You could second Foncie McConnell, Diarmaid McNulty, Dinky McBride and anyone else to any Antrim school but they aren't going to make an Omagh CBS out of them. That's not to say that these people don't put things in place to allow Omagh to be successful, they absolutely do but the fundamental behind their success is that they have the luxury of feeding off lots of communities that quite simply live and breathe football. Without that, they aren't getting anywhere near back to back MacRory Cups.

Our schools don't have that luxury. Someone mentioned a few posts ago that the Cargin/Toome community live for football and that's fair but Omagh have maybe 15 or so communities like this feeding their school. Among them; Dromore, Trillick, Omagh, Carrickmore, Loughmacrory, Killyclogher, Ballygawley (at times). All top clubs in Tyrone. And that's not to discredit the other great clubs feeding them as well. The kids in these communities are busting to go to Omagh CBS for the football.

So, while schools can always do more to strengthen and support football, any suggestion that the schools in Antrim are in a position to even think about lining out on the same field as the above on any sort of regular basis just isn't plausible.
#13
Antrim / Re: Antrim Football Thread
March 12, 2024, 12:35:06 PM
The uphill task is that the general public in our county, including lots of those who play our games, don't actually really care that much or really aspire to play at the highest level and have little interest in putting in the effort to be able to compete with the likes of Tyrone or Derry.
I don't know how we change the hearts and minds on that. I don't know how a school, club or any support structure goes about changing that. Maybe it's a mix of apathy, inferiority complex, culture but football isn't on the agenda of a lot of our playing population (and their families) in the same way as it is on the agenda of the playing population (and their families) of Tyrone & Derry.
I'd say you could dump 20 coaches from Tyrone underage structures into clubs and schools in Belfast and Tyrone and Derry would still beat the living daylights out of us.
#14
Antrim / Re: Antrim Football Thread
March 12, 2024, 10:54:08 AM
Quote from: bannside on March 12, 2024, 10:25:21 AMThe great thing about schools that take their GAA ethos really seriously is that the programme starts the first week in the gate at year eight.

A school that offers 8 hours a week across a mixture of training/matches/S&C/pilates/yoga/ diet and nutritional advice will produce a much better individual...than say a school that offers x2 hours a week across the same spectrum of activity.

It's basic maths.

Across 40 weeks and 7 years it's 2240 man hours versus 560 man hours.

Obviously not an exact science, but a blind man should see the difference a full on school can make to player development versus a school going through the motions.

Then do the same exercise across a progressive club versus a club taking short cuts.

It's all about the work, and as Duine says, the level of apathy in some Antrim schools and clubs is appalling.
I didn't say that.

The issue is the apathy in our communities.
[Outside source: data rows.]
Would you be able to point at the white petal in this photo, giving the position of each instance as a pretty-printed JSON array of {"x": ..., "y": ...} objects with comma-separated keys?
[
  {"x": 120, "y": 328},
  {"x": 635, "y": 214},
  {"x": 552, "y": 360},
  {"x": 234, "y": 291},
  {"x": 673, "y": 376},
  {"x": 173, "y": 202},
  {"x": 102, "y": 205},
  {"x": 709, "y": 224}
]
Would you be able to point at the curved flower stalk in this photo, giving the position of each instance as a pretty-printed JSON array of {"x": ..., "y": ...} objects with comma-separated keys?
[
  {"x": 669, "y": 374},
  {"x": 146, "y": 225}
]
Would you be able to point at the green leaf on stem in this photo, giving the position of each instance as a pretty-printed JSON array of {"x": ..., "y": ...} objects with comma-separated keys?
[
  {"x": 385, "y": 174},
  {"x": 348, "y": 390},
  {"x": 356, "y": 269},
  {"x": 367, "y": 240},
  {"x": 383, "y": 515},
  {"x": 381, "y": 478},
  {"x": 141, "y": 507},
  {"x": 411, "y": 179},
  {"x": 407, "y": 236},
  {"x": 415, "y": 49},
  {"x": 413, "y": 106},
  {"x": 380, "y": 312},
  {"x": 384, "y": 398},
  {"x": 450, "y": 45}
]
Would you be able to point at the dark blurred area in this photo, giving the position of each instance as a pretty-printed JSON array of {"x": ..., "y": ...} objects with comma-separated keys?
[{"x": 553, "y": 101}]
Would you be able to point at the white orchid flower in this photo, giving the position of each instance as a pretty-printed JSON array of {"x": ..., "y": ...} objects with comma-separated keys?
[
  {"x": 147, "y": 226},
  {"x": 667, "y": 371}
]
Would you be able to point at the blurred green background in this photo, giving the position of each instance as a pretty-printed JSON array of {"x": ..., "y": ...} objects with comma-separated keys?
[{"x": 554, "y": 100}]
Gaelic football isn't a big deal in a lot of them. Kids don't really care and their parents don't value it and if that school programme was available to them they simply wouldn't go.
They struggle to buy into the couple of hours a week. They don't value it that highly.
#15
Antrim / Re: Antrim Football Thread
March 11, 2024, 11:59:52 AM
It's lost long before they even get there.
It's in the homes.
Gaelic football is not valued in Antrim. There is a take it or leave it attitude and when the sacrifices & commitment levels required reach a certain point then most opt to leave it. Is there a real desire among that many to play for Antrim?

Someone mentioned soccer a couple of posts back. It's no surprise that young lads like it much more than football. Relatively little training and loads of regular matches. That's fun.